Eu nada escrevi. Um romance, um conto, uma novela, uma poesia, não escrevi nada. Por isso e por não querer viver naquele mundo de lirismo, vim para o Brasil colocar o pobre na cadeia e o rico em liberdade. Colocar o inocente na prisão e o culpado do lado de fora das grades, desde que tivesse dinheiro, me pagasse muito bem e adiantado.
Aprendi na Europa que o homem vale pelo que tem e possui. Nesse lugar, naquela época, havia um ditado: “o hábito faz o monge”, dessa forma, o homem é aquilo que veste. Costumava-se dizer que a primeira impressão é a que fica. A elegância é primordial.
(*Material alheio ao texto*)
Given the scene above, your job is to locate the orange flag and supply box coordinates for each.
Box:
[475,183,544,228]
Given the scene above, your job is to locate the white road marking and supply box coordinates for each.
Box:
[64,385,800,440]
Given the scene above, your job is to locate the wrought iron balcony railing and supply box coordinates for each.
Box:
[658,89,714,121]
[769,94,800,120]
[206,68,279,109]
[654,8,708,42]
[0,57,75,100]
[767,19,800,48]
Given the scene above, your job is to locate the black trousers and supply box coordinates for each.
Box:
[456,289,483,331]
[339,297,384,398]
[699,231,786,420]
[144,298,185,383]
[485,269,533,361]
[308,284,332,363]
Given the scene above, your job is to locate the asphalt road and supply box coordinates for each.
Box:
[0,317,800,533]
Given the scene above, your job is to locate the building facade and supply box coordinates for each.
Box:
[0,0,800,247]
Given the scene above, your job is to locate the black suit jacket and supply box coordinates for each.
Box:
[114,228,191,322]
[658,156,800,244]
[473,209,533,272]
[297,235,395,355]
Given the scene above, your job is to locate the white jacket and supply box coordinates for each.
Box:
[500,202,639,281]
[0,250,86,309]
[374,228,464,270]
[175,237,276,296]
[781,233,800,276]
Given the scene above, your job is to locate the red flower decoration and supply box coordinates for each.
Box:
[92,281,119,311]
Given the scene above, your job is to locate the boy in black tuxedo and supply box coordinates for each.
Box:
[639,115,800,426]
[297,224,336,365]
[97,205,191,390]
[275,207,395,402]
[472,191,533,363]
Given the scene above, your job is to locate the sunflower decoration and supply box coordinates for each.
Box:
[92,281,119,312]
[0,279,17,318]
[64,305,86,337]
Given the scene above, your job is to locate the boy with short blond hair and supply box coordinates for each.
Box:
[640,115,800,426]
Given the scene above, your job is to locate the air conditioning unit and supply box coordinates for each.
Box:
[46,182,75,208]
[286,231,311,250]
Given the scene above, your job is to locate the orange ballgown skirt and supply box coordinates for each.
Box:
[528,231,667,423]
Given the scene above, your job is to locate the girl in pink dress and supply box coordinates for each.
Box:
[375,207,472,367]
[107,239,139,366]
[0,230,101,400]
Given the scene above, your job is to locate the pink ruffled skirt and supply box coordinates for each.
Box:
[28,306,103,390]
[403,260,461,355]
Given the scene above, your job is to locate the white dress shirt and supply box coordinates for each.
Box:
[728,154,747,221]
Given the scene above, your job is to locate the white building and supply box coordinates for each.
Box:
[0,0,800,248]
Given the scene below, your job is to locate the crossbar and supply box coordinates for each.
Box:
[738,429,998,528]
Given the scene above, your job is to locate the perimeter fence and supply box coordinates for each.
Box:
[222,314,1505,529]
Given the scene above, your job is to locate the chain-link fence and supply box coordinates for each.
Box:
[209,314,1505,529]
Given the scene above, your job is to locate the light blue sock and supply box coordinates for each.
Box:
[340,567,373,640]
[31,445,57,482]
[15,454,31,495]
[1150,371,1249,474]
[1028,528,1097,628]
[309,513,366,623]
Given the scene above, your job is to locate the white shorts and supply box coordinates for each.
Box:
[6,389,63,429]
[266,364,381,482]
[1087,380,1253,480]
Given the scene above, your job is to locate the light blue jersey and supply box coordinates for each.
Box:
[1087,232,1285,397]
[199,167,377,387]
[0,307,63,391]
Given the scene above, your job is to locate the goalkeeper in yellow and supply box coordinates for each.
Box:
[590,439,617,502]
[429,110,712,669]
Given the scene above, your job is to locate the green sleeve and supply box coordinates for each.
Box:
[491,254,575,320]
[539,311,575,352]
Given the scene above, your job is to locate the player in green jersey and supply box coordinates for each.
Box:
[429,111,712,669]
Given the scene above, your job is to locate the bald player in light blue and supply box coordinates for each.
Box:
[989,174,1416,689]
Vivi com muitos deles nessa época, contudo, o que lhes disse, repito a ti: não eram tantos meus amigos, tinham uma cadeira e eu, outra. Convivi mais com os que vieram para aqui ou que já estavam. Com os de lá, curto foi o tempo de convívio. Tão logo me formei, fui-me embora exercer minha carreira.
Dessas amizades de Portugal e Brasil, posso falar, contudo me restrinjo a dizer que vivi numa época contemporânea a pessoas nas quais me atenho a poucos nomes como Eça de Queiroz, Gonçalves Dias, José de Alencar, Maximiliano. Falsos e demagogos. Não gosto de Alencar; era a favor de uma pseudo-libertação dos escravos de forma gradativa, que merda é essa?! Diziam que Machado era um negro embranquecido, hipócrita; só escrevia para a burguesia, exatamente assim. Castro Alves, o poeta da liberdade, esse me apetecia. Entrementes, esses escritores citados, no que diz respeito à escrita e suas obras, em sua maioria, foram muitos talentosos.